In a heavy monsoon climate, another problem takes place....the vines may grow year-round, but the roots will rot in the wet of the heavy rains. So if you want to harvest roots in such a climate, they need to be dug before the heavy rains and floods and stored in the dry. In such a climate (Bangladesh is the one in my experience), sweet potatoes are grown as much for the greens as for the roots, and as a green, they are available throughout the year.
Another thing to bear in mind is that, unlike white potatoes, the sweet potato root is truly perennial, and in an amenable climate where it doesn't rot, it will increase in size from year to year. I have read of 50 pounders! But roots over a year old will become more fibrous, tough, and pithy. So, if you are interested in high yields of edible roots....this is one reason to try to harvest most of them yearly if you want good eating quality, and then propagating from root shoots or vine cuttings the next year.
That's helpful to know about their natural cycle, Alder. Maybe they could be planted on mounds so the tubers are kept a little drier during the cool season, so they don't rot. But in Zone 9, they may only go dormant if not irrigated, thinking it is the dry season.
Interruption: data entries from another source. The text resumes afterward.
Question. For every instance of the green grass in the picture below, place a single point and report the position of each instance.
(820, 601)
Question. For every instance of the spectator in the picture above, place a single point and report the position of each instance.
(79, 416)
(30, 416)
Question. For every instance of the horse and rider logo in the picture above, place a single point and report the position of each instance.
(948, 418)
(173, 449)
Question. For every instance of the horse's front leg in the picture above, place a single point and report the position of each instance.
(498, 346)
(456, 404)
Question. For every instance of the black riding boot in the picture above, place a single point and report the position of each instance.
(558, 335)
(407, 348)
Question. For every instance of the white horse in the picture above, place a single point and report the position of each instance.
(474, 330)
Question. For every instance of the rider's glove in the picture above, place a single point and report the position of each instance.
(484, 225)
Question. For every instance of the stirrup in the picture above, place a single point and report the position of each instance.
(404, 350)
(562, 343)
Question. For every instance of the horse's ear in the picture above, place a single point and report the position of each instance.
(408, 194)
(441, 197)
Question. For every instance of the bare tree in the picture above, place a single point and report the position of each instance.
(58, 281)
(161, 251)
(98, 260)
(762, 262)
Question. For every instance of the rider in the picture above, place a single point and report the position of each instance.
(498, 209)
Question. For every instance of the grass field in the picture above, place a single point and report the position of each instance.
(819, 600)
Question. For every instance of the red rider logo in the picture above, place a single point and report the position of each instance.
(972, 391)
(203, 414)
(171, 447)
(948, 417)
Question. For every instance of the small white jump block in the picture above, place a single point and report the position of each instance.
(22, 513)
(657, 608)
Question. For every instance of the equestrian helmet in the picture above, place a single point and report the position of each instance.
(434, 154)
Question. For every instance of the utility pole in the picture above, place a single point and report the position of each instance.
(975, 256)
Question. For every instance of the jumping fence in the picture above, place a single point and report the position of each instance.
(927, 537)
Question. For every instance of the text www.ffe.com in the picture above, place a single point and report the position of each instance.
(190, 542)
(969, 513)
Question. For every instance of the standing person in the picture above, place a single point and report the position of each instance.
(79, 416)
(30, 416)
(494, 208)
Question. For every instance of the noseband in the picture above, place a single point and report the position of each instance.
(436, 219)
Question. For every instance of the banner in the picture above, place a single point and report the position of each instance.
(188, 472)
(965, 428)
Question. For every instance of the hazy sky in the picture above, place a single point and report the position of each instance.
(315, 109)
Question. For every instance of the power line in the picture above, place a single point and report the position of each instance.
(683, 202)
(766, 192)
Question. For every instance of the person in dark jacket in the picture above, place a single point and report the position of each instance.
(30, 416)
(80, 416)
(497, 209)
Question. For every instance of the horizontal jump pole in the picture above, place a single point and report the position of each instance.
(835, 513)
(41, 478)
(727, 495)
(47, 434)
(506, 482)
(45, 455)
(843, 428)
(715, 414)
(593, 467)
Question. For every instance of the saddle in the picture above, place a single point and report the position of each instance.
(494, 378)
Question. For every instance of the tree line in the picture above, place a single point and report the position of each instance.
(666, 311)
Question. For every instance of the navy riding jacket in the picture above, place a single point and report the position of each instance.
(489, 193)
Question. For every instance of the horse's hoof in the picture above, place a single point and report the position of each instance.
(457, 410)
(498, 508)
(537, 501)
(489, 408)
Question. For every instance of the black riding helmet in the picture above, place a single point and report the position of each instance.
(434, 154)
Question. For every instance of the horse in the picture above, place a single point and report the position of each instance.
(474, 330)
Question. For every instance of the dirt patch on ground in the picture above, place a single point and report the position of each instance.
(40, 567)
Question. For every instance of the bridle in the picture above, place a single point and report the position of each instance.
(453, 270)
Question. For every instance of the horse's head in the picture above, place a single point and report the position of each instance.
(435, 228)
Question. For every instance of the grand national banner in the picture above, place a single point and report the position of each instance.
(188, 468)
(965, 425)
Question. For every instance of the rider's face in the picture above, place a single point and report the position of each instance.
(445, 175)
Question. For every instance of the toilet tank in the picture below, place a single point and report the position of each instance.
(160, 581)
I harvested some of the greens today and I harvested a whole ton of them. One question I have is " when you harvest the greens do you harvest just the leaves and cook that or do you harvest the whole damn vine straight down to the stinkin' earth???" Kirsten, I'm taking your advice my friend!!! I'm gonna leave them in till the overnight low temps hit 40!! Right now the overnight low is at 88 or 90 or so YIKES! but I'm gonna be mad at ya if I don't have MY sweet potatoes I grew on my table at thanksgiving!! Anybody know of a site that would show me what kind of historical temps there have been in the PHX of the AZ leading up to turkey daaaay! Yummmmy sweet potatoes bring em to me!! I got the big flats lager beer from Rochester, ny going on right now. I'm on my third one and it's almost the cheapest beer on the planet$3.00 6 pack tjoes has a simple times 6 pack for $2.49 but I don't like it.
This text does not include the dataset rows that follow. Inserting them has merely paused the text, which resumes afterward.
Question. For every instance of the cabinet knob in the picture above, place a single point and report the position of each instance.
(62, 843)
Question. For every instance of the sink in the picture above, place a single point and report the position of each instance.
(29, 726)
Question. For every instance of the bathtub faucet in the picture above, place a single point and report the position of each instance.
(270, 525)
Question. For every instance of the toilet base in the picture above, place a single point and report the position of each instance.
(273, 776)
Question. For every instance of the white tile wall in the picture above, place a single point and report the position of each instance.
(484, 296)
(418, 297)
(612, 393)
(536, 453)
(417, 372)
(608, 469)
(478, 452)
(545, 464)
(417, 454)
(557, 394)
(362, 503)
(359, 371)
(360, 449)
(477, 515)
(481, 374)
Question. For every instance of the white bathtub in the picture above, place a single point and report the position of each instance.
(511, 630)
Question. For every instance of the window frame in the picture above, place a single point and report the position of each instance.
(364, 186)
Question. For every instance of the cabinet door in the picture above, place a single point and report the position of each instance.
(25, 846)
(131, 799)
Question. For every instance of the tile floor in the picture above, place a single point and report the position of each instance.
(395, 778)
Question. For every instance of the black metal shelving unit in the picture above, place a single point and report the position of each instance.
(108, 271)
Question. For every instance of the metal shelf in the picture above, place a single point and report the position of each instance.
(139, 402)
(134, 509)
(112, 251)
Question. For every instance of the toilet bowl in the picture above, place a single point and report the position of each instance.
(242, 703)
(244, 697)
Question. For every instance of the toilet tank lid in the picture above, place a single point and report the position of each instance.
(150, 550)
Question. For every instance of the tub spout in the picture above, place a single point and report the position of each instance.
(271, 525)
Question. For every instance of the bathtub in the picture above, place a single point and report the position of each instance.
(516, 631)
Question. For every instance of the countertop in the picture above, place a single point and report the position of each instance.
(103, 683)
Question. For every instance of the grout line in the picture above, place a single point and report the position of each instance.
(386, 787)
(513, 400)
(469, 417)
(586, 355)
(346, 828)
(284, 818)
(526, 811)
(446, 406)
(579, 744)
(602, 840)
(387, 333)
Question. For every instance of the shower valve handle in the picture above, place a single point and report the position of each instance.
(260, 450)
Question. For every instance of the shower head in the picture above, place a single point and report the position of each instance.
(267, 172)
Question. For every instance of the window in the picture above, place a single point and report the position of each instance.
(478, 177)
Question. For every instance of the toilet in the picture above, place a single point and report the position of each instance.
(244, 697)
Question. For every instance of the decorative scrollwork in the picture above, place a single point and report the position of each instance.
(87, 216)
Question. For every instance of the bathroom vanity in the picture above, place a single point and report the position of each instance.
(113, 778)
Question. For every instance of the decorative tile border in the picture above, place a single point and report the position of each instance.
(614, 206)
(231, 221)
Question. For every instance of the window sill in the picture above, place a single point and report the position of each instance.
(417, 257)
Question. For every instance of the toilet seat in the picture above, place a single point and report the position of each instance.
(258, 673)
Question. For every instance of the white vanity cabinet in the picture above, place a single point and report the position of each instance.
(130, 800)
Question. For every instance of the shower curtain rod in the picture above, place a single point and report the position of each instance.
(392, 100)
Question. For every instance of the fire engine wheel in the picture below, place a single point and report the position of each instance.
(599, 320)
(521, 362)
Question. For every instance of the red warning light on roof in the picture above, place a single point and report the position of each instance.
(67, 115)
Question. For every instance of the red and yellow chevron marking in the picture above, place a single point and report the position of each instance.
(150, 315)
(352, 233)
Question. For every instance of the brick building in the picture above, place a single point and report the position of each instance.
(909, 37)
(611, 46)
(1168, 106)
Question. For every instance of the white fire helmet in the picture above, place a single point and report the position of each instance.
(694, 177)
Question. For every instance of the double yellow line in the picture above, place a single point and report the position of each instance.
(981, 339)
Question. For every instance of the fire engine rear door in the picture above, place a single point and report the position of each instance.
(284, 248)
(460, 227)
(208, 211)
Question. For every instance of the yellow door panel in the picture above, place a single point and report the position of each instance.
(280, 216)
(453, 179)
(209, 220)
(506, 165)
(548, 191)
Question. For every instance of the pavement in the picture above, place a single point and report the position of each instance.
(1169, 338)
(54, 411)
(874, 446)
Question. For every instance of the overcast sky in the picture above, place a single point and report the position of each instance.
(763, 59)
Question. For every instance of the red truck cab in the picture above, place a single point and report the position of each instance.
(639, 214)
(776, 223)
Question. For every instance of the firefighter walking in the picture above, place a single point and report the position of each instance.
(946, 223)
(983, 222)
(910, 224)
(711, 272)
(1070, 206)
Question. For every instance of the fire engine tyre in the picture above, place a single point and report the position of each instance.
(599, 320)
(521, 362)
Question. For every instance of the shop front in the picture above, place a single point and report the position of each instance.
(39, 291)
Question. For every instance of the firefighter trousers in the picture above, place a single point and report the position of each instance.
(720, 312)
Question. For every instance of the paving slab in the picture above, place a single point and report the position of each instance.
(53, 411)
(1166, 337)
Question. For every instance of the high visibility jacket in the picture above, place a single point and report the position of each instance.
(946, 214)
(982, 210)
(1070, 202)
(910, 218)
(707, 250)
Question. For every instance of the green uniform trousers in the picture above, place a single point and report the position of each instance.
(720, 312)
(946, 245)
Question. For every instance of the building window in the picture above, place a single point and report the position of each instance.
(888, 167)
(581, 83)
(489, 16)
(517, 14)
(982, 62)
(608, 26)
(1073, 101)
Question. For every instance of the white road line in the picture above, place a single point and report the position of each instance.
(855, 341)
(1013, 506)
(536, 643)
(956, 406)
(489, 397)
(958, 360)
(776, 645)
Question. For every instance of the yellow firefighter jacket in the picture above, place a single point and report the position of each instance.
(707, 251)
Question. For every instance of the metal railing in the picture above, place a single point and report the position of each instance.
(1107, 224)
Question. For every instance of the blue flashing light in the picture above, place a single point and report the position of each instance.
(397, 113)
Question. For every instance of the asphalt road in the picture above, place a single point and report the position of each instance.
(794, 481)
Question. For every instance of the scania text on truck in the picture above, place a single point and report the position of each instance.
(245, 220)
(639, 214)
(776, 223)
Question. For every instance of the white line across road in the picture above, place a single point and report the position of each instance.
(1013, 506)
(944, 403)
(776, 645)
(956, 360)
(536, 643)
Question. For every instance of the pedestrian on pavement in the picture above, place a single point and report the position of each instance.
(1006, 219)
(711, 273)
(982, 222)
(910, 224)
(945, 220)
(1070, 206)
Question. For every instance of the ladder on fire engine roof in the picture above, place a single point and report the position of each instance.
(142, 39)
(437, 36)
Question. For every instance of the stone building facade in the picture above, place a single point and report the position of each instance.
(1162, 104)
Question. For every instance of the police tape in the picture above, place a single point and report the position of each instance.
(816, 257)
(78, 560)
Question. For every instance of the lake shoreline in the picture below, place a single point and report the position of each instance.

Oh and for everybody that was telling me that I could put beans in before I harvested my SP well I got a picture for you hahaha damn I had a bumper crop of SP this year. It just grew and grew and grew.
When I harvest the greens I just pinch off the growing tips of the vines. This also helps keep the vines a little more compact, because the plant will generally put out another branch when you pinch it. I put the tips in salads, but you could also cook them.
Location: northern California
posted 4 years ago
Generally I simply let them grow until frost, or until consistent cool weather stops the vines from growing. The roots don't like temps below 50-55 or so, but the soil retains warmth for quite a while. You can feel around in the mulch and grab a few early, but they will be sweeter, larger, and more of them the longer they can grow in any normal, temperate, relatively short season climate. If I had just a few plants and could give them plenty of time and attention, I'd be tempted to feel around for a few large roots around now, since these may start to overgrow...get pithy, sprout, get bad spots, etc. and getting them out of there would direct energy to the smaller ones for the rest of the time. But that's hypothetical on my part. I just notice often that the very largest ones at harvest time are less than the best eating quality. But the overall yield of good ones is usually significantly more the longer and warmer the fall season is.